Derde deel van de drie:
Matrixen vermenigvuldigen om het probleem te voltooien
-
1 Schrijf beide mogelijke vergelijkingen. In "gewone wiskunde" met scalaire grootheden is vermenigvuldiging commutatief; 2 x 6 = 6 x 2. Dit is niet waar voor matrices, dus u moet mogelijk twee problemen oplossen:
- [A] * [B]-1 is de oplossing X voor het probleem X[B] = [A].
- [B]-1 * [A] is de oplossing X voor het probleem [B]X = [A].
- Als dit deel uitmaakt van een vergelijking, zorg er dan voor dat u aan beide kanten dezelfde bewerking uitvoert. Als [A] = [C], dan [B]-1[A] doet niet gelijk [C] [B]-1, omdat de [B]-1 bevindt zich aan de linkerkant van [A], maar aan de rechterkant van [C].[11]
-
2 Zoek de dimensies van uw antwoord. De afmetingen van de uiteindelijke matrix zijn de buitenste dimensies van de twee factoren. Het heeft hetzelfde aantal rijen als de eerste matrix en hetzelfde aantal kolommen als de tweede matrix.
- Terugkeren naar ons oorspronkelijke voorbeeld, beide en zijn 2 x 2 matrices, dus de afmetingen van het antwoord zijn ook 2 x 2.

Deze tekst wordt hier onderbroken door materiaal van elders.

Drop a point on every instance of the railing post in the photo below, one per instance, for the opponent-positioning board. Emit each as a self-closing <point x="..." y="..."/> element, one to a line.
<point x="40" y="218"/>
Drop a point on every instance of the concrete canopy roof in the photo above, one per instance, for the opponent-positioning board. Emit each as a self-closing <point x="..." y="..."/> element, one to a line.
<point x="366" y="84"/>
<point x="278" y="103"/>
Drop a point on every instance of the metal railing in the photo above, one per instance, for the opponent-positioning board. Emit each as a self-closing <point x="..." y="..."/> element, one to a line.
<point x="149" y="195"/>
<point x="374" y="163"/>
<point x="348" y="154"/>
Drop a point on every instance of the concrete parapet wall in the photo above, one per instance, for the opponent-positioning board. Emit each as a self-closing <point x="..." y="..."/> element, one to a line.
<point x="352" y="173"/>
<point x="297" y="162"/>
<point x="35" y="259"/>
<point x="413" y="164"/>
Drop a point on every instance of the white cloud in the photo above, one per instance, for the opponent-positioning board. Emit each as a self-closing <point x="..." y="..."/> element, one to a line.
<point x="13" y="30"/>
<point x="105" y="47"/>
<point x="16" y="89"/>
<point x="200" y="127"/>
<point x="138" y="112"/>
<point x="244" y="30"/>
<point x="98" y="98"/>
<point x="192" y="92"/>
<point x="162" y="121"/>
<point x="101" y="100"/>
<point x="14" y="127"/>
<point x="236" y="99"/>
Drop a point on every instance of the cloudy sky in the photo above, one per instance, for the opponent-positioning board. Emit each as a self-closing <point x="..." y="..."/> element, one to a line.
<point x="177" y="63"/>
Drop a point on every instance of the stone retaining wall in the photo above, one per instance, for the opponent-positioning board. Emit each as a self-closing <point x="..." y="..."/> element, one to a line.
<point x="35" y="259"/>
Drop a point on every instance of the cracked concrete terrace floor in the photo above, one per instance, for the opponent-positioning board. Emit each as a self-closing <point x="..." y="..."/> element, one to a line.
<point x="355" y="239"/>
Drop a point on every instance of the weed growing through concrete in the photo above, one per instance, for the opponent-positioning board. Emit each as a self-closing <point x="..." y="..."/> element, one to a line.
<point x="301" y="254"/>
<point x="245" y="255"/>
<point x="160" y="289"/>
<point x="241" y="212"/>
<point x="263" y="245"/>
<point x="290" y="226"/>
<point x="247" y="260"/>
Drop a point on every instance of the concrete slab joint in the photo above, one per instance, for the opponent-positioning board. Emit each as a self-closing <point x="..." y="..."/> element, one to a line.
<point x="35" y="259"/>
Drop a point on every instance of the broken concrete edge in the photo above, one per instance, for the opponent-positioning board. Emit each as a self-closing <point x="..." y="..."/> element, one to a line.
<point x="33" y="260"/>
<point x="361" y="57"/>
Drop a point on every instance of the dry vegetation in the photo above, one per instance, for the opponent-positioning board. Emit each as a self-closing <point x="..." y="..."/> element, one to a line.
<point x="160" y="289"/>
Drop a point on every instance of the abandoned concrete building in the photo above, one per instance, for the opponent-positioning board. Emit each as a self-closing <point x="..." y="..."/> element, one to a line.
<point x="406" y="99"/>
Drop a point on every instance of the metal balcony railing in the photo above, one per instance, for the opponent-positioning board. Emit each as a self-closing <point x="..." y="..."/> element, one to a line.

- Om een meer gecompliceerd voorbeeld te nemen, als [A] een is 4 x 3 matrix en [B]-1 is een 3 x 3 matrix en vervolgens de matrix [A] * [B]-1 heeft afmetingen van 4 x 3.
-
3 Zoek de waarde van het eerste element. Raadpleeg het gelinkte artikel voor volledige instructies of vernieuw uw geheugen met deze samenvatting:
- Om rij 1, kolom 1 van [A] [B] te vinden-1, vind het puntproduct van [A] rij 1 en [B]-1 kolom 1. Dat wil zeggen, voor een 2 x 2 matrix, berekenen .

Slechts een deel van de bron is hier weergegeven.